Violence of any kind is tragic and can’t be tolerated. But the pain cuts even deeper when the harm comes at the hands of law enforcement entrusted to protect our community with dignity and respect.

And so, Urban League of Broward County stands with community members as we embrace a critical opportunity to confront the trust that was damaged on April 18 in Tamarac. That was when Delucca, a teenager, was pepper-sprayed in the face and slammed to the ground outside a McDonald’s after J.P. Taravella High School let out for the day.

Sheriff Gregory Tony did the right thing in suspending two deputies involved in the attack. He’s promised a thorough investigation.  And he must share the results timely and transparently.

Broward Attorney General, Mike Satz did the right thing in opening an investigation related to the assault.  The community demands and deserves a thorough investigation and a decision on the assault.  

As we wait, the Urban League is working on restoring trust.

On April 27th, law enforcement, community representatives, youth, parents, and other leaders gathered during the Justice Project’s annual community forum. This year’s theme, titled Operation: Breaking Barriers, was an initiative to gain collective and mutual understanding of one another, build bridges and strengthen our community. At the event, the attendees divided into groups, known as peace circles, to challenge their biases, answer a series of important questions and develop actionable strategies for the community to act upon:

  • What does accountability look like from the perspective of a parent, a youth, or a law enforcement officer?
  • What does restoring trust and healing look and feel like?
  • How do we make progress in a way that doesn’t leave members of the community silently grappling with unaddressed and inconvenient truths?

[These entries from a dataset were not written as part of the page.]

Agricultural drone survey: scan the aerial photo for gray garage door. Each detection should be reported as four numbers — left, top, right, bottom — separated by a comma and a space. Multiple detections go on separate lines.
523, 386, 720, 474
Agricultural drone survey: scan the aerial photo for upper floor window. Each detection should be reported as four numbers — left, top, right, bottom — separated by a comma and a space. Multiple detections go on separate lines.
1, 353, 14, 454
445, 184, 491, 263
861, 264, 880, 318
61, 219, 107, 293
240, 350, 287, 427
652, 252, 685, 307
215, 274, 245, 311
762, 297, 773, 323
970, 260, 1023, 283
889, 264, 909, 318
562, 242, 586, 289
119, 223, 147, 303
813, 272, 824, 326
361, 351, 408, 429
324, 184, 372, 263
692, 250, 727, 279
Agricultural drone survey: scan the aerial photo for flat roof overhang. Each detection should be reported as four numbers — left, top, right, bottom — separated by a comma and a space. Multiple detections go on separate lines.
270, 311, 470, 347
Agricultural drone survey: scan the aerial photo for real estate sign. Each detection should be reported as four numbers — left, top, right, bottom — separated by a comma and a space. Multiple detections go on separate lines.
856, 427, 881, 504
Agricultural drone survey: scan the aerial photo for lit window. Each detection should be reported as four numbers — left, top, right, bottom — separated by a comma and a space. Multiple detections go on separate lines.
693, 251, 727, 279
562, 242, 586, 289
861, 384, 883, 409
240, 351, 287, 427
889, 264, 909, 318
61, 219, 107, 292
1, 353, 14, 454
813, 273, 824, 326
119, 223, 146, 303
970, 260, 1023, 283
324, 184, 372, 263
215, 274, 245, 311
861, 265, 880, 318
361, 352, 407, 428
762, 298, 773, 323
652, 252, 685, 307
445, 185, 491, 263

Afterward, the circles shared their recommendations, including the following:

  1. Launch ongoing restorative justice peace circles with youth, parents, community leaders and law enforcement throughout Broward County and in our schools.
  2. Expand mentorship opportunities between youth and law enforcement officers.
  3. Build a culture within law enforcement that elevates the values of empathy, listening and mutual respect to improve cultural sensitivity.

All of this is encouraging, but leadership needs to be bold and courageous at a time when polarizing political and social views continue to divide our society. This shift requires an ongoing dialogue with compassion, honesty, accountability, and trust. The Urban League of Broward County will continue to be a leading advocate for positive social change and protecting our most vulnerable communities.

The community, including adults, youth and law enforcement, will move forward.

We will make progress.

Germaine Smith-Baugh, Ed.D
President and CEO of Urban League of Broward County.